# taz.de -- Pamela Anderson in „The Last Showgirl“: Das Kostüm behält sie an
       
       > Im Drama „The Last Showgirl“ landet die Hauptdarstellerin Pamela Anderson
       > in einer ungeschminkten Trailer-Wirklichkeit.
       
 (IMG) Bild: Mit 57 hat man noch Träume: Shelley (Pamela Anderson) in „The Last Showgirl“
       
       In der Unterhaltungsindustrie der USA ist „Showgirl“ ein feststehender
       Begriff. Übernommen von den Moulin-Rouge- und Lido-Tänzerinnen des 19.
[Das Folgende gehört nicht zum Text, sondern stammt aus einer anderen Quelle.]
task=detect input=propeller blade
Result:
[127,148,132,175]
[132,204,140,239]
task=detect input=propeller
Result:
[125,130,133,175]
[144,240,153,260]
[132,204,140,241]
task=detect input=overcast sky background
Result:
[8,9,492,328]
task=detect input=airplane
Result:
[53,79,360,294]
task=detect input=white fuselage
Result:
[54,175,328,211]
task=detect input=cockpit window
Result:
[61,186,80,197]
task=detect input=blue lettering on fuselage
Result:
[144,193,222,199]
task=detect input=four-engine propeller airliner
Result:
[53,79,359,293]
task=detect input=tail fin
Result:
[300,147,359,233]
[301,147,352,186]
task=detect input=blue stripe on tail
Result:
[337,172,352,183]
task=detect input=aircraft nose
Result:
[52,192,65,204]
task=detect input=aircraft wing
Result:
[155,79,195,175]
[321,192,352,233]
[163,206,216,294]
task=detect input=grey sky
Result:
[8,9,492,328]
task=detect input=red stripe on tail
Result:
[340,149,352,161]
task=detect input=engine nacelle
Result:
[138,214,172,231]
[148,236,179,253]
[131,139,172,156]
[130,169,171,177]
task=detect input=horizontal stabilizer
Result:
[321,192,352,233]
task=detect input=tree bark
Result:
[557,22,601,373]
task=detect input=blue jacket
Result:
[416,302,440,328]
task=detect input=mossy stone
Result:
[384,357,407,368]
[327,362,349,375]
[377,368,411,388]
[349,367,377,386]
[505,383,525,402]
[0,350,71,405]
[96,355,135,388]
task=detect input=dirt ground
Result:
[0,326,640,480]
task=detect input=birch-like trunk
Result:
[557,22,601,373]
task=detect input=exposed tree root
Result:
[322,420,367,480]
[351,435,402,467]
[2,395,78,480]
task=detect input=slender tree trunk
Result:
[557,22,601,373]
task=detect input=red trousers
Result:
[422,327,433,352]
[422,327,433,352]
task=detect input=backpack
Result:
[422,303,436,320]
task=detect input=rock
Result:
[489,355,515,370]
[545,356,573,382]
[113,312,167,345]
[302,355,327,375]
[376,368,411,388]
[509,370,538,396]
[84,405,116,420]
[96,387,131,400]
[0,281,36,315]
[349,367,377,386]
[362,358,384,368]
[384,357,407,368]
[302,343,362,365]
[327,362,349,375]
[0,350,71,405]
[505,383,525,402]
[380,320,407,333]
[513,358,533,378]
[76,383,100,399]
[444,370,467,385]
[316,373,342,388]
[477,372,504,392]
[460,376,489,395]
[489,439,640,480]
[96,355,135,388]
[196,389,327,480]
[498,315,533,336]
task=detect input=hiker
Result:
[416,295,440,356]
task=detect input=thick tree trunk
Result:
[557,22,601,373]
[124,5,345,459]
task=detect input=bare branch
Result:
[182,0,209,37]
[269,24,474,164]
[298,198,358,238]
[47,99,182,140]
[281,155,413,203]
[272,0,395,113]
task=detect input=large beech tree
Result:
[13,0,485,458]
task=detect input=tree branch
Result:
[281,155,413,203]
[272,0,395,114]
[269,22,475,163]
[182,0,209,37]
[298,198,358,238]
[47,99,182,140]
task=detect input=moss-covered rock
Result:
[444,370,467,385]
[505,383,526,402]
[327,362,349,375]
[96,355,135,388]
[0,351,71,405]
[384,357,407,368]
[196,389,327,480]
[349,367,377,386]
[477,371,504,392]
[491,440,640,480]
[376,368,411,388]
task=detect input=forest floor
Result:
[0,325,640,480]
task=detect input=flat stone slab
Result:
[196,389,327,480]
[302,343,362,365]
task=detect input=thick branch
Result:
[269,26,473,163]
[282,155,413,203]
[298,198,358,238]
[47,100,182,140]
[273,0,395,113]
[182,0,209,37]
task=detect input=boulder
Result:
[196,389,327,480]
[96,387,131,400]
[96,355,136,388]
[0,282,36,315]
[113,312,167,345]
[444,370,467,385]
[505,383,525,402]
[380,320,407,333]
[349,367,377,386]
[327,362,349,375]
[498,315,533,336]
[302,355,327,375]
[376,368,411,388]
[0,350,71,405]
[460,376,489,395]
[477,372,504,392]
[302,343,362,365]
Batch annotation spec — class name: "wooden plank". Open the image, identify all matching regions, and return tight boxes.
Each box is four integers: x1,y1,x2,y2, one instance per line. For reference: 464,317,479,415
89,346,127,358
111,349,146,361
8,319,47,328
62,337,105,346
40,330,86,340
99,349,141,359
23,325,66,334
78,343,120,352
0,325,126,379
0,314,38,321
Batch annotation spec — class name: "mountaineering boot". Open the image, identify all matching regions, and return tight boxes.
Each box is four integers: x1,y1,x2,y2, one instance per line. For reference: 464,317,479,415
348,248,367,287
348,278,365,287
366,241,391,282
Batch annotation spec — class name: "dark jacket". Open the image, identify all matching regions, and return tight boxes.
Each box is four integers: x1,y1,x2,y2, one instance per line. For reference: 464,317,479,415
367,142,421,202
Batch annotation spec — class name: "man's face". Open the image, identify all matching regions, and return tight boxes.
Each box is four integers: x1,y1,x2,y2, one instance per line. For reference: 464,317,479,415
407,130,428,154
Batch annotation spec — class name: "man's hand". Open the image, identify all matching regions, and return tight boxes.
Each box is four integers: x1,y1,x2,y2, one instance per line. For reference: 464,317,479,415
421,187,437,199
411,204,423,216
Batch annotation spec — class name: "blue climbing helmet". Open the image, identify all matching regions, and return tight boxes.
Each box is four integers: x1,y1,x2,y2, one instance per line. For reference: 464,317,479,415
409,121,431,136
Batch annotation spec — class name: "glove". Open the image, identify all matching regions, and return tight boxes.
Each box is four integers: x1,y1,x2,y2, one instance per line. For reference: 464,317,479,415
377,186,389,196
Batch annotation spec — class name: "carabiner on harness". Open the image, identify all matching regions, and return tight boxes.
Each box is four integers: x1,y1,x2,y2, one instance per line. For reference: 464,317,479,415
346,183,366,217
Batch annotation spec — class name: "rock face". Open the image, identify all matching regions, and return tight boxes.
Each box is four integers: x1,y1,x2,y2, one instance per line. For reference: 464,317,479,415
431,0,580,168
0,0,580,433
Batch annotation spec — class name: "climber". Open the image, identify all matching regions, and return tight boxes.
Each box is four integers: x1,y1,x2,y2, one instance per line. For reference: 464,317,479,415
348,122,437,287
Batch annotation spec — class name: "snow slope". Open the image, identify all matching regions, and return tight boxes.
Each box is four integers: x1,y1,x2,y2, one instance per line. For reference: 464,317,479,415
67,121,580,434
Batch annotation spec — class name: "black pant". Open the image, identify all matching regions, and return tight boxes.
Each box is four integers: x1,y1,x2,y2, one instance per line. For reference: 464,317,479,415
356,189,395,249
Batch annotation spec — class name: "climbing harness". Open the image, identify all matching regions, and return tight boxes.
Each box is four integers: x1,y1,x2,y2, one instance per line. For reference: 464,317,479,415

       Jahrhunderts und über die „Ziegfeld Follies“ integriert, bezeichnet er die
       vielen Performerinnen, die eine Show ausmachen. Showgirls tanzen, singen,
       lächeln und glitzern. Gemein ist ihnen vestimentäre Opulenz bei knappem
       Kostümschnitt, Jugend und normative Schönheit.
       
       Mit 57 Jahren sind die Tage von Shelley (Pamela Anderson) also ganz klar
       gezählt. Zwar war die blonde Frau einst der Star der („französisch“
       inspirierten) „Razzle Dazzle“-Revue in einem klassischen Casino auf dem Las
       Vegas Strip. Aber was um die Ecke auf Shelley wartet, sieht sie an ihrer
       engen, noch um einiges älteren Freundin Annette (Jamie Lee Curtis): Annette
       wurde bereits aus der „Chorus Line“ aussortiert, arbeitet inzwischen – noch
       immer konsequent in Glanzbody, künstlicher Megabräune und Pumps – als
       schlecht bezahlte Cocktailkellnerin und schlägt angeschickerten Männern,
       die ihr an die Brüste fassen, mit resigniertem Automatismus auf die Pfoten.
       
       Als der Show-Producer Eddie (David Bautista) den „Razzle
       Dazzle“-Mitarbeiterinnen eröffnet, dass die Show zugunsten einer moderneren
       Unterhaltung abgesetzt wird, sind Shelley und ihre Kolleginnen fassungslos.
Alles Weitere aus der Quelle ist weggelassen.